Hi All,
Due to a rather bold, unprecedented and rather frankly, a completely asinine move on the part of Yahoo Mail, we may potentially have to remove the posting ability of any members with @yahoo.com email addresses to prevent ‘bounce storms’ which could cause other, non-Yahoo folks to be deleted. I am running into this very issue on other lists that I manage, and it’s quite a mess. The issue is worldwide, not resolved at this point, and there is no current workaround.
I am investigating what we can do at this point. In the meantime, I need to ask any and all Yahoo Mail users to please refrain from sending to or replying to any messages from this list until I notify everyone of a workaround. If any Yahoo users post to the list, I will unfortunately be forced to turn off their posting ability until this mess is resolved – sorry, but there’s not much else I can do (except for suggesting getting a Gmail account instead).
If you are a Yahoo email user who needs to contact me about this issue, please contact me directly at dave.stragand@xxxxxxxxxxxxxxx and NOT reply to this email on the list. Please bear in mind though, that I am unable to do anything about Yahoo’s decision, there is no current workaround, and any complaints need to be directed to Yahoo (not me!) at this time.
A technical explanation of the issue is below.
Thanks,
-Dave
http://thehackernews.com/2014/04/yahoos-new-dmarc-policy-destroys-every.html#
Tuesday, April 08, 2014 by Wang Wei
Yahoo! The one who enabled the HTTPS connections by default from the beginning of this year, the one who encrypts traffic moving between its data centers from 31st March, now has been accused of harming every Mailing List across the world.
Experts from the Internet Engineering Council John R. Levine, specialized in email infrastructure and spam filtering claimed this in the post titled “Yahoo breaks every mailing list in the world including the IETF's.” on Internet Engineering Task Force (IETF).
Yahoo has established a new rule to automatically exclude Yahoo users from the mailing list, because Mailing List server does not comply with DMARC requirements and they strongly modifies each email.
He talks about an “emerging e-mail security scheme” known as Domain-based Message Authentication, Reporting and Conformance (DMARC) that has been implemented by almost every largest email service providers, including Gmail, Hotmail, Comcast, and Yahoo.
DMARC helps to reduce the potential for email-based abuse, such as phishing emails and email spoofing, by solving issues related to email authentication protocols. The receiver of the email performs email authentication by using the well-known Sender Policy Framework (SPF) and DomainKeys Identified Mail (DKIM) mechanisms.
DMARC “lets a domain owner make assertions about the From: address, in particular that mail with their domain on the From: line will have a DKIM signature with the same domain, or a bounce address in the same domain that will pass SPF [sender policy framework,” Levin explained.
He claimed that the DMARC has drawback, since mailing list is the main weakness for DMARC because “Lists invariably use their own bounce address in their own domain, so the SPF doesn't match. Lists generally modify messages via subject tags, body footers, attachment stripping, and other useful features that break the DKIM signature. So on even the most legitimate list mail like, say, the IETF's, most of the mail fails the DMARC assertions, not due to the lists doing anything 'wrong'.”
YAHOO DMARC POLICY UPDATE TO “p=reject,”
This would not been a major problem at a large scale but over the weekend yahoo published a DMARC record and changed it’s DMARC policy to “p=reject,” that suggests to reject all the yahoo.com mails that fails DMARC.
“I noticed this because I got a blizzard of bounces from my church mailing list, when a subscriber sent a message from her yahoo.com account, and the list got a whole bunch of rejections from Gmail, Hotmail, Comcast, and Yahoo itself.
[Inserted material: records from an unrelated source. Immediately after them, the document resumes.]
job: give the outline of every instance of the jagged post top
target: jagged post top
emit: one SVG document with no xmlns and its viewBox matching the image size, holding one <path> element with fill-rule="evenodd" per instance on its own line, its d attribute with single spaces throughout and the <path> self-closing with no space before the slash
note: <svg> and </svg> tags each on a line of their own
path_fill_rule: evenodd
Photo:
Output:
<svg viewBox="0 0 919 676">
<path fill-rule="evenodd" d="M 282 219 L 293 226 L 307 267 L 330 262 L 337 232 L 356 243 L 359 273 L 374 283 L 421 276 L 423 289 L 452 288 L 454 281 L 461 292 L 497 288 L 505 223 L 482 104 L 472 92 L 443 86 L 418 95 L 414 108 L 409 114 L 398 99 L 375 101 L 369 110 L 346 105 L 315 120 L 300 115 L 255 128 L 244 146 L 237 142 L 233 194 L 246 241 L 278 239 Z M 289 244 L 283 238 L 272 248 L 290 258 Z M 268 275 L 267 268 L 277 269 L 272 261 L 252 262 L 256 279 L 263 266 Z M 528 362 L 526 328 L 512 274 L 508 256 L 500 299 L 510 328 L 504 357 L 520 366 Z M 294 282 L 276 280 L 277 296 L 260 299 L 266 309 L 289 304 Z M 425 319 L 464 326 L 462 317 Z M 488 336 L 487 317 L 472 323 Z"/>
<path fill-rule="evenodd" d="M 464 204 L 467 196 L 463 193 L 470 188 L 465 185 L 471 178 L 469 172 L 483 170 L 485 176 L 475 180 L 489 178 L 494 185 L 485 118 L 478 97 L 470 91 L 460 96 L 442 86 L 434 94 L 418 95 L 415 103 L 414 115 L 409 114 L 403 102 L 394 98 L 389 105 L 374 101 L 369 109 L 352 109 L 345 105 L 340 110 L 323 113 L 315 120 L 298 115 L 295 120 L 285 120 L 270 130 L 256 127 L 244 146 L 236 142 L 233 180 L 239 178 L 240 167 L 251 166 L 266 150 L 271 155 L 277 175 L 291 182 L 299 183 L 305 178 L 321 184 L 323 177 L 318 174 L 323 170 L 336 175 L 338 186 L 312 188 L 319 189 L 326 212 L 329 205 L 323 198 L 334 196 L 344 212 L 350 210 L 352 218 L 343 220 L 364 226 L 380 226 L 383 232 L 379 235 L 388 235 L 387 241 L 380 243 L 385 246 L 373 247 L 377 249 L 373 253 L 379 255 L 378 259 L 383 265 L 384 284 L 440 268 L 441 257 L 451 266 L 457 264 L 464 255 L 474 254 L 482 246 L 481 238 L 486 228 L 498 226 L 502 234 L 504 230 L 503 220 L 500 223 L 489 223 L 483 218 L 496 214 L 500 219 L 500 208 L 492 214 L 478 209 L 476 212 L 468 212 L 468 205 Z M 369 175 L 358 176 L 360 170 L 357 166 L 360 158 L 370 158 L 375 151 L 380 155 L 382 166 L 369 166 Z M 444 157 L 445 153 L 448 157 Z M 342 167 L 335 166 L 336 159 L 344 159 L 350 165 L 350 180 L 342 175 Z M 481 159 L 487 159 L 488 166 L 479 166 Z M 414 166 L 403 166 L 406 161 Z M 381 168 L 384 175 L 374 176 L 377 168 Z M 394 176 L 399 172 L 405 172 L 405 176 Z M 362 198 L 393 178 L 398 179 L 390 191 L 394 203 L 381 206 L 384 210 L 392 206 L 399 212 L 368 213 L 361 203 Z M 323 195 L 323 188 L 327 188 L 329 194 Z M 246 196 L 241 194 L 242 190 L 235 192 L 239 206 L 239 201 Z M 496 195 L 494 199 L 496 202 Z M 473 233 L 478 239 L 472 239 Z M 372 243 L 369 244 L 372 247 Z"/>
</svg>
This is definitely a DMARC problem, the bounces say so,” says Levin.
This weakness in the mailing lists is not just restricted to only the Yahoo! subscribers, in fact the subscribers at Gmail, Hotmail, Comcast etc are also facing it. There are a number of different bounces that people are reporting due to Yahoo publishing a DMARC record of p=reject.
“Since Yahoo mail provokes bounces from lots of other mail systems, innocent subscribers at Gmail, Hotmail, etc. not only won't get Yahoo subscribers' messages, but all those bounces are likely to bounce them off the lists,” Levin says, adding, “A few years back we had a similar problem due to an overstrict implementation of DKIM ADSP, but in this case, DMARC is doing what Yahoo is telling it to do.”
HOW TO KEEP YOUR 'MAILING LIST' UP!
Levine offers three suggestions for people who run mailing lists or other mail software that might legitimately pass on a yahoo.com message, to improve the condition:
· Suspend posting permission of all yahoo.com addresses, to limit damage
· Tell Yahoo users to get a new mail account somewhere else, pronto, if they want to continue using mailing lists
· If you know people at Yahoo, ask if perhaps this wasn't such a good idea.
It might sound like a perfectly reasonable security measure, Yahoo should consider reversing the change.